4.2 Quasi-Newton BFGS, Broyden—avoid explicit Jacobian construction, suitable when Jacobian computation is expensive.
4.3 Nonlinear Preconditioning & Damping Line search, trust region methods, improving Newton robustness.
4.4 Fully Coupled vs Segregated Pressure-velocity coupling (SIMPLE, PISO, Coupled), multiphysics coupling strategies.

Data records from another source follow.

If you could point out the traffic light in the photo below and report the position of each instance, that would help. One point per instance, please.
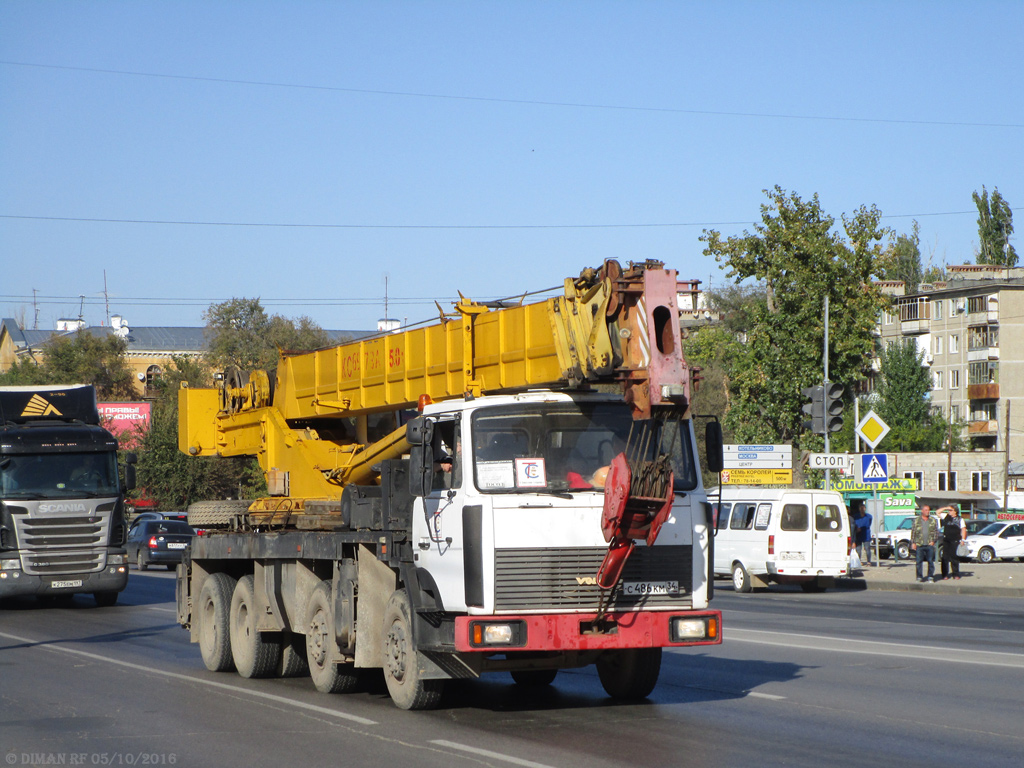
(815, 409)
(833, 407)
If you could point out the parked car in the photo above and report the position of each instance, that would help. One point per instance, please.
(159, 542)
(997, 541)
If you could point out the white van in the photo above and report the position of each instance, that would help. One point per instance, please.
(785, 536)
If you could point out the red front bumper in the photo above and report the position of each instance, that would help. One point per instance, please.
(566, 632)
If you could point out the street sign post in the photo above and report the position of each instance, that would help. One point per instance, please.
(827, 461)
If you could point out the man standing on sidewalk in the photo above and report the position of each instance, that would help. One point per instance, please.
(924, 535)
(953, 531)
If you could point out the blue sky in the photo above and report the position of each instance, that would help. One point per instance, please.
(477, 146)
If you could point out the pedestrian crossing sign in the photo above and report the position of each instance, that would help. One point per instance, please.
(876, 467)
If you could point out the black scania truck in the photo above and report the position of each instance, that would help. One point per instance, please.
(62, 522)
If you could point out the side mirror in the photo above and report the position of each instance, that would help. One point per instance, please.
(130, 473)
(420, 434)
(714, 455)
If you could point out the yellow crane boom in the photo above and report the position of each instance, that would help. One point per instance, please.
(311, 431)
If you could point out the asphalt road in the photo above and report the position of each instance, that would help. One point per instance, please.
(834, 679)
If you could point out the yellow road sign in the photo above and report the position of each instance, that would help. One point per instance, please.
(757, 476)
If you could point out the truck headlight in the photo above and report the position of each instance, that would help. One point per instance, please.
(687, 628)
(509, 634)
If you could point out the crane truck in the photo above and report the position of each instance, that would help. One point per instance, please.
(62, 521)
(510, 488)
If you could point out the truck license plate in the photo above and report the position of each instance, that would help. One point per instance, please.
(650, 588)
(69, 583)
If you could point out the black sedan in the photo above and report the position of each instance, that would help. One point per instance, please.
(159, 542)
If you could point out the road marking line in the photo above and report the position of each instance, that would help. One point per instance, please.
(189, 679)
(488, 754)
(876, 648)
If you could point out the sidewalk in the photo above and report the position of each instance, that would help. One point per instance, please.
(994, 579)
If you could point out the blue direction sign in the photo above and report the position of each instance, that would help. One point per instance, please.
(876, 467)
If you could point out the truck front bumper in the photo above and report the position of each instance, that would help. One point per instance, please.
(579, 632)
(113, 578)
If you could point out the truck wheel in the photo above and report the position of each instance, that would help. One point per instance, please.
(327, 676)
(253, 653)
(293, 655)
(740, 579)
(630, 674)
(216, 514)
(214, 627)
(105, 599)
(401, 671)
(535, 678)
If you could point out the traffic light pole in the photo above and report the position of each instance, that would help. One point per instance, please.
(824, 396)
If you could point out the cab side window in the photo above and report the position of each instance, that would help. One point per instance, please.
(742, 517)
(826, 518)
(795, 517)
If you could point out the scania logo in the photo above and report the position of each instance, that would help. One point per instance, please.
(61, 508)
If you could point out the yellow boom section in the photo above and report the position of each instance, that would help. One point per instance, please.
(608, 326)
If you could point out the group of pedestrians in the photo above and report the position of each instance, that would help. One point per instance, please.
(925, 536)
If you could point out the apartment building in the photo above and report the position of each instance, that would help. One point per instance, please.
(971, 329)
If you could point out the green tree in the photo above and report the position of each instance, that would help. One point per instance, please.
(241, 334)
(902, 260)
(799, 258)
(904, 401)
(995, 224)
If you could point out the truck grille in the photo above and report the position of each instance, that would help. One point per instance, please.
(59, 544)
(535, 580)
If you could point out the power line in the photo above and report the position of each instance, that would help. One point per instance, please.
(321, 225)
(497, 99)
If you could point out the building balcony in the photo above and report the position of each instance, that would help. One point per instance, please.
(981, 428)
(982, 353)
(983, 391)
(914, 327)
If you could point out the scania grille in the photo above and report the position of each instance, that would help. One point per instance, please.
(61, 544)
(563, 579)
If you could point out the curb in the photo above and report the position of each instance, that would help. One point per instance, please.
(939, 588)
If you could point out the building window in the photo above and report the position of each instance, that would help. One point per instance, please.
(919, 476)
(980, 480)
(941, 479)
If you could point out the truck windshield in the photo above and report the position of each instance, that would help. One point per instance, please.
(567, 446)
(59, 475)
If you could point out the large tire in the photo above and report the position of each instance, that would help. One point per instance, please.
(293, 655)
(535, 678)
(327, 676)
(254, 654)
(216, 514)
(740, 579)
(630, 674)
(401, 670)
(105, 599)
(213, 616)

5. HPC & Parallel Computing

From single-core to multi-core, single-node to clusters: how to make algorithms fully utilize hardware resources.

5.1 Parallel Models
- OpenMP: shared memory, suitable for single-node multi-core.
- MPI: distributed memory, suitable for multi-node clusters.
- Hybrid: MPI + OpenMP, common on supercomputers.
- GPU: CUDA / OpenCL, suitable for data-parallel operators.
5.2 Domain Decomposition & Load Balancing
- METIS, ParMETIS for partitioning.
- Static vs dynamic load balancing for non-uniform computational loads.
- Minimizing inter-process communication, improving parallel efficiency.
5.3 Performance Optimization
- Cache-friendly: data locality, memory access pattern optimization.
- Vectorization: SIMD instructions, compiler optimization.
- Profiling: gprof, perf, Intel VTune.
- Bottleneck identification: computation vs communication vs I/O.

6. My Practice

Currently focused on:

Implicit scheme design and implementation in compressible CFD solvers.
Krylov solvers and multigrid preconditioners for sparse linear systems.
Load balancing and communication optimization in MPI parallel contexts.
Matrix operator acceleration and performance tuning on custom chips.

Specific algorithm implementations, performance analysis, and optimization experience will be detailed in projects and technical notes.